One of the biggest concerns for many students right now is when their student loans are due again. If you’re one of those students, then you’re not alone. In fact, there are a lot of questions swirling around in your head right now, such as “When do I need to start making payments again?” and “Can I defer my loan payments again this year?” To help clear up some of these questions, we have put together a guide on when student loans are due again. Read on to learn more about when and how you can make sure that your loan payments are on time.
What are student loans?
A student loan is a financial aid award given to a student in order to help pay for their education. Student loans can be either undergraduate or graduate level. They are usually issued by the government as an obligation of the borrower, and must be repaid with interest. Student loans can have different terms, such as fixed or variable interest rates, and may have balloon payments at the end. Most importantly, borrowers should always consult with their lender to make sure they understand their loan’s terms before signing any papers!
Types of student loans
There are a few different types of student loans, each with its own set of repayment guidelines and terms. Here’s a rundown of the most common ones:
Federal Student Loans: These are all government-backed loans and are the easiest to get. You generally have to be enrolled in school and plan to continue your studies for at least one year to qualify for a federal student loan. Loans typically have longer repayment terms than other types of student loans, but they have lower interest rates, so it’s usually best to go with this type if you can.
Private Student Loans: This is where things start to get more complicated. There are two main types of private student loans: unsecured and secured. Unsecured loans simply involve borrowing money from a lending institution without having anything attached to your future earnings or credit score. This means that if you don’t pay back your loan on time, the lender could seize your assets (like your house). Secured loans require you to put down a security (a valuable item like a car or savings account) as collateral for the loan. If you don’t repay the loan on time, the lender can take the security away from you. Both types of private student loans tend to have higher interest rates than federal student loans, but they also come with added protections, such as being able to defer payments if you can’t afford them right away.
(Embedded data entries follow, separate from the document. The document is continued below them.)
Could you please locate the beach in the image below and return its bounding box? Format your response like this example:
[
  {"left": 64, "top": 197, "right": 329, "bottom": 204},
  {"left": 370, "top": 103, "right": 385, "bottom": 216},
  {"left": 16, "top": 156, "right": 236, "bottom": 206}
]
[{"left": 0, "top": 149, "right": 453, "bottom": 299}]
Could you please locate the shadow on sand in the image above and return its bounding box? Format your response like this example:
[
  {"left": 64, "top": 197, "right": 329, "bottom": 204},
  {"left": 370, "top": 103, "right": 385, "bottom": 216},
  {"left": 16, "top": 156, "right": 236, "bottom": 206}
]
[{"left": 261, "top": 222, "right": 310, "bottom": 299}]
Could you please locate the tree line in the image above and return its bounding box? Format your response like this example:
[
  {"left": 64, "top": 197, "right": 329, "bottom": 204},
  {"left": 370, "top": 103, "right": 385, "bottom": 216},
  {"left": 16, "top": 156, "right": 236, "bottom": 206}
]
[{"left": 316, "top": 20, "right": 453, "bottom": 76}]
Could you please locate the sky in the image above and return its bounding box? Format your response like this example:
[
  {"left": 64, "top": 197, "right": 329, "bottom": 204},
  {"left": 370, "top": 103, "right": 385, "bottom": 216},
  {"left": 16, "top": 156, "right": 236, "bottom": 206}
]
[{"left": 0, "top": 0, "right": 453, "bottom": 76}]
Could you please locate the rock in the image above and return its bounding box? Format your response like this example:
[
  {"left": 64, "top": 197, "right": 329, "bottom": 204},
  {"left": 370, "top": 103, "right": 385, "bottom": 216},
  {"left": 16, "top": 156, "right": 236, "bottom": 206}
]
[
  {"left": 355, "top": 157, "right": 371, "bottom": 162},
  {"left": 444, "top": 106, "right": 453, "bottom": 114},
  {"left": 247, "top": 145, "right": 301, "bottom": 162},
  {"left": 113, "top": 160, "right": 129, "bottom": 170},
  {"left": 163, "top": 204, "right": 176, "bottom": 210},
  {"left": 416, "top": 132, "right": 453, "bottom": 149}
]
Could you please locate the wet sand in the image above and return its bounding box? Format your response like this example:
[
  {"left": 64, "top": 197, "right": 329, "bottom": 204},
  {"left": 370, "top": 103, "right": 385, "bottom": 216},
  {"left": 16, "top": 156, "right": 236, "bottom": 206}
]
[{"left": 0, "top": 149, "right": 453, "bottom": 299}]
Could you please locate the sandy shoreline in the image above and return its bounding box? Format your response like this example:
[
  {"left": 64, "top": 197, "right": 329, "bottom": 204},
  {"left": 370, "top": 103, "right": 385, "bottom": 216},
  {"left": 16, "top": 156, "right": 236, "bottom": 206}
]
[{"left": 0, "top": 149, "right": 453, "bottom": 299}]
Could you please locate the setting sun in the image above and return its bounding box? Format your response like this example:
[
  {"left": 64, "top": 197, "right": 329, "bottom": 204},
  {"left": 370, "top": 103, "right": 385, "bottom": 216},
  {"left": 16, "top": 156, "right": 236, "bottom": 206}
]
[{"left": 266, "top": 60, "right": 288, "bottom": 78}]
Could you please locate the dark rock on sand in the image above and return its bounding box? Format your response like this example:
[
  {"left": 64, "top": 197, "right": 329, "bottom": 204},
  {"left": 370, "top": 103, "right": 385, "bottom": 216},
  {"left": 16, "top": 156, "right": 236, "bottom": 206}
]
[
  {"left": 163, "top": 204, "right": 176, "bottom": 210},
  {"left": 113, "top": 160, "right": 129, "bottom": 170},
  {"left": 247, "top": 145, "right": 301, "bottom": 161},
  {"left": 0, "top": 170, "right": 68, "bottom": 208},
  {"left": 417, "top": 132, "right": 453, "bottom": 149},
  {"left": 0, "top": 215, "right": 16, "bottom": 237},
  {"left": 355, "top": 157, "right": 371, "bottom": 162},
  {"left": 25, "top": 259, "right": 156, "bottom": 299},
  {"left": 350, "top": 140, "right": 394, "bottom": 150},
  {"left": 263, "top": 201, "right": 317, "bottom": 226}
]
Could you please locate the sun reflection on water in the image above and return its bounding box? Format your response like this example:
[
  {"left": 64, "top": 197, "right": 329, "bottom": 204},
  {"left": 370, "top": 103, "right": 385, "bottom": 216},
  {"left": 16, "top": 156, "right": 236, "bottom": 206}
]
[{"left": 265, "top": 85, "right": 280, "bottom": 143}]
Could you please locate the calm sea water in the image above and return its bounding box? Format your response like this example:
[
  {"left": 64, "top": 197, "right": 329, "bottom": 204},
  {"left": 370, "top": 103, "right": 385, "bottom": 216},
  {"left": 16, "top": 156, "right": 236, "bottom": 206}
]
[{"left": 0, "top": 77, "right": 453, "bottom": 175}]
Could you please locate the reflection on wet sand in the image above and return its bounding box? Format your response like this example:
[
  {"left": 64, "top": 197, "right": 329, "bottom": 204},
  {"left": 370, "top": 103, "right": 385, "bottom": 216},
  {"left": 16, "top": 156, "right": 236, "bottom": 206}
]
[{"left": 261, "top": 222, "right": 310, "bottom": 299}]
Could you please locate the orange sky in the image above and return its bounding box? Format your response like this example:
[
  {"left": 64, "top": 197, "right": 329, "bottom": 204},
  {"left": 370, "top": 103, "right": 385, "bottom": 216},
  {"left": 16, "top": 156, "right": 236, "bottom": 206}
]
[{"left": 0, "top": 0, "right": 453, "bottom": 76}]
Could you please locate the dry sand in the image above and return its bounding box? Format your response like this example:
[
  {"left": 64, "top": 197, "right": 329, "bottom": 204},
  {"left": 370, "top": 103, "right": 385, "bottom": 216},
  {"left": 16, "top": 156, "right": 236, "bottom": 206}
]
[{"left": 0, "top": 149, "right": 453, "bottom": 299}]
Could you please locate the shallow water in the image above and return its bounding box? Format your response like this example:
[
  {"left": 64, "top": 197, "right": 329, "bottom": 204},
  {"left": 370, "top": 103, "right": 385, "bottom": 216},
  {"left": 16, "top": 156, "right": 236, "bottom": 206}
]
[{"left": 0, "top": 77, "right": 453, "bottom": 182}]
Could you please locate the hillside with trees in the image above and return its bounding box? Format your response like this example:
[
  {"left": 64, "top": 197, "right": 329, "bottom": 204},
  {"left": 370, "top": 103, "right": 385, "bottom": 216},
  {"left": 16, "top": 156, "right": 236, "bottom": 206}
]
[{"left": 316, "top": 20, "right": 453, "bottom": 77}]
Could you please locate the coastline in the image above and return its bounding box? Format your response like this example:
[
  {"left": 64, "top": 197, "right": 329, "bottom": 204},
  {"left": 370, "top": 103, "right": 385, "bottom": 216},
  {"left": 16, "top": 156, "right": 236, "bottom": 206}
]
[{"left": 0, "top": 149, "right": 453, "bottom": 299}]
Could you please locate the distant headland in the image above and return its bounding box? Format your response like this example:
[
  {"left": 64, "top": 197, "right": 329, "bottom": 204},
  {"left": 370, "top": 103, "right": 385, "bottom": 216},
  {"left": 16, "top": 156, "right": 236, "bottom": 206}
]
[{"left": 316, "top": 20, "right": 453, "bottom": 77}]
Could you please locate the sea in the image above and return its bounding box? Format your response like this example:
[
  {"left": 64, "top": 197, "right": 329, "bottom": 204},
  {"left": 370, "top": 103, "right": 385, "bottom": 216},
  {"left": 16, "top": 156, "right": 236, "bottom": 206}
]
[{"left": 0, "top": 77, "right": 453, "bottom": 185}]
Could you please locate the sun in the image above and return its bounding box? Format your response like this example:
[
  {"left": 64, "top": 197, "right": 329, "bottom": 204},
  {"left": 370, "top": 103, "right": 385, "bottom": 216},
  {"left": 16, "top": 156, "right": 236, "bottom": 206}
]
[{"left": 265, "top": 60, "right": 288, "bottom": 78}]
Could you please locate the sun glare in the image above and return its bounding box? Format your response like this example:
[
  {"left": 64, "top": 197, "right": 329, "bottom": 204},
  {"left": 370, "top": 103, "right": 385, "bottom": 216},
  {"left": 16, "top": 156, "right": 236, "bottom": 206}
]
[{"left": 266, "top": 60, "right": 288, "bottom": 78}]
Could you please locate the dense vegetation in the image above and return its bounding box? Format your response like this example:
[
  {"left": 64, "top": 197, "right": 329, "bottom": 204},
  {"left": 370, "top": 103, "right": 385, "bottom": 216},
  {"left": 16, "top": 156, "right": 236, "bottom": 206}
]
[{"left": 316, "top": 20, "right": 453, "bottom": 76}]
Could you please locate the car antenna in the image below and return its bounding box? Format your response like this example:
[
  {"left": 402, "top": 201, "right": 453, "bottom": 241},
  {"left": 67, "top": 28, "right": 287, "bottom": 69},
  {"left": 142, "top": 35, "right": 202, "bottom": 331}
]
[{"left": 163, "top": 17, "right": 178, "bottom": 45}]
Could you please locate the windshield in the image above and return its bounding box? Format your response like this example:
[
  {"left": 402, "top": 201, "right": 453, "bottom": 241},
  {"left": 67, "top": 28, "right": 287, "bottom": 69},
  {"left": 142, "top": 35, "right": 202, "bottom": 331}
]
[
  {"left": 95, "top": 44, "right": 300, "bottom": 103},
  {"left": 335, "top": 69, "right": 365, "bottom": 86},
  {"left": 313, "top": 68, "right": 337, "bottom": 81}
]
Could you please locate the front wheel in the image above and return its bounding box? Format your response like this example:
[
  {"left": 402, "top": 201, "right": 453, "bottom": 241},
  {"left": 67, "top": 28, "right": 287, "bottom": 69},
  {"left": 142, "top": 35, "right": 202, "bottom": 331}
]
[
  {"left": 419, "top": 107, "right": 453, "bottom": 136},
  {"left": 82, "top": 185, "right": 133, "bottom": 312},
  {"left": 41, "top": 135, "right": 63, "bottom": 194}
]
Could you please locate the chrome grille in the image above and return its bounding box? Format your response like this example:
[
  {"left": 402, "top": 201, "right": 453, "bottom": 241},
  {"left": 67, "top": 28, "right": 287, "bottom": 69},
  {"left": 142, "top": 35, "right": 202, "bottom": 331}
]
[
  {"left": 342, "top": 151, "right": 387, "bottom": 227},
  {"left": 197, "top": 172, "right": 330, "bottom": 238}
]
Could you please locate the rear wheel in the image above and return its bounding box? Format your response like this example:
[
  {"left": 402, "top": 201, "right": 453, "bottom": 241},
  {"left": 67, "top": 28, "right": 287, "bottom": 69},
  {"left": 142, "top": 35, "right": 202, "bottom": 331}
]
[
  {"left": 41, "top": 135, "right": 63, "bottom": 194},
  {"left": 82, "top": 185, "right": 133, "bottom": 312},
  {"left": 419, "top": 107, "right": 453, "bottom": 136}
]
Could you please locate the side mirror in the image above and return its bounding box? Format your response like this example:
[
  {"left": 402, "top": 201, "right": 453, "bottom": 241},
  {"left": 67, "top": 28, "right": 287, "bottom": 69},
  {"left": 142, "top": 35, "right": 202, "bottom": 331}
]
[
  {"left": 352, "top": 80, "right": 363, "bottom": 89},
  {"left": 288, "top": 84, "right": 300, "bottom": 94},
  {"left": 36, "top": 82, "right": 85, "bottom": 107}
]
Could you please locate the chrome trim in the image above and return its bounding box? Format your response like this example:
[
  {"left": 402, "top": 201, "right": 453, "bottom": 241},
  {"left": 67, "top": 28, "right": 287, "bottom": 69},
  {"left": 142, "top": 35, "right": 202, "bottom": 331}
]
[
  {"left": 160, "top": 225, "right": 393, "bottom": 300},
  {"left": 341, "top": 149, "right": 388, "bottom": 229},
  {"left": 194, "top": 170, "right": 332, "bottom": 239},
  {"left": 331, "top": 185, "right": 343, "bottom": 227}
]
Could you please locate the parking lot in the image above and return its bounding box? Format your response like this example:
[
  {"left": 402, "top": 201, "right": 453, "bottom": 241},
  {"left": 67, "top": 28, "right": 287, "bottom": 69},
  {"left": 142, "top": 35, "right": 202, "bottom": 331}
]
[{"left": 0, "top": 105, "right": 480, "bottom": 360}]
Graduate School Loans: Graduate school is an expensive proposition, and many students need
When are student loans due?
Student loans are typically due within 10-12 months after the date the loan was issued. However, there are a few exceptions. If you’re in school and have been accepted to a qualifying program, your loan may be deferred for up to three years. Additionally, some military service members may have their loans deferred for up to six years.
How to pay student loans
If you’ve been out of school for more than 270 days, your student loans are considered “in default.” That means the government can take various actions to collect on your loan, including wage garnishment and seizure of assets. To avoid these consequences, make sure you keep up with direct debit payments and current loan payments. If you can’t afford a loan payment right now, contact your lender or the federal student loan servicer to find out about payment plans or consolidation options. In most cases, you can also suspend or stop making payments if you have an emergency situation like a job loss or illness. However, be aware that if you do this too often, your lender may decide to declare your student loans in default and pursue other collection measures.
What if you can’t pay your student loans?
Student loans are generally due on the estimated date of graduation, which is based on the credit rating and degree level of the student. If a student does not graduate or if they withdraw from school, their loan is still considered to be in good standing and they are still responsible for making payments. However, if a student has had their loan denied or declared in default because they were unable to make payments, then they may have difficulty getting their loan forgiveness or discharge.
What to do if you default on your student loans
If you default on your student loans, the lender can take various actions, including canceling your loan, garnishing your wages, and contacting the federal student aid agency to determine whether you are eligible for assistance. Here are some steps that you can take to minimize your risk:
1. Get in touch with your lender as soon as possible after you know that you have defaulted. Explain what happened and ask what options are available to you.
2. Make a plan to repay your debt. Work with your lender to develop a repayment plan that is affordable and meets your needs.
3. Contact federal student aid if you need assistance understanding or managing your loans. Student loan servicers will work with you to create a payment plan that works for you and meets the terms of your loan agreements.
4. Stay current on all of your payments—even if it means going into debt. A missed payment can add months to the repayment process and result in higher interest rates and fees.
It’s that time of year again! Our students are returning to school and soon enough their wallets will be lighter by at least $1,000. In this article, we’ll discuss when student loan debt is actually due, what happens if you don’t pay it on time, and some ways to get a head start on repayment. We hope that this information will help you stay organized and on track as your loans come due.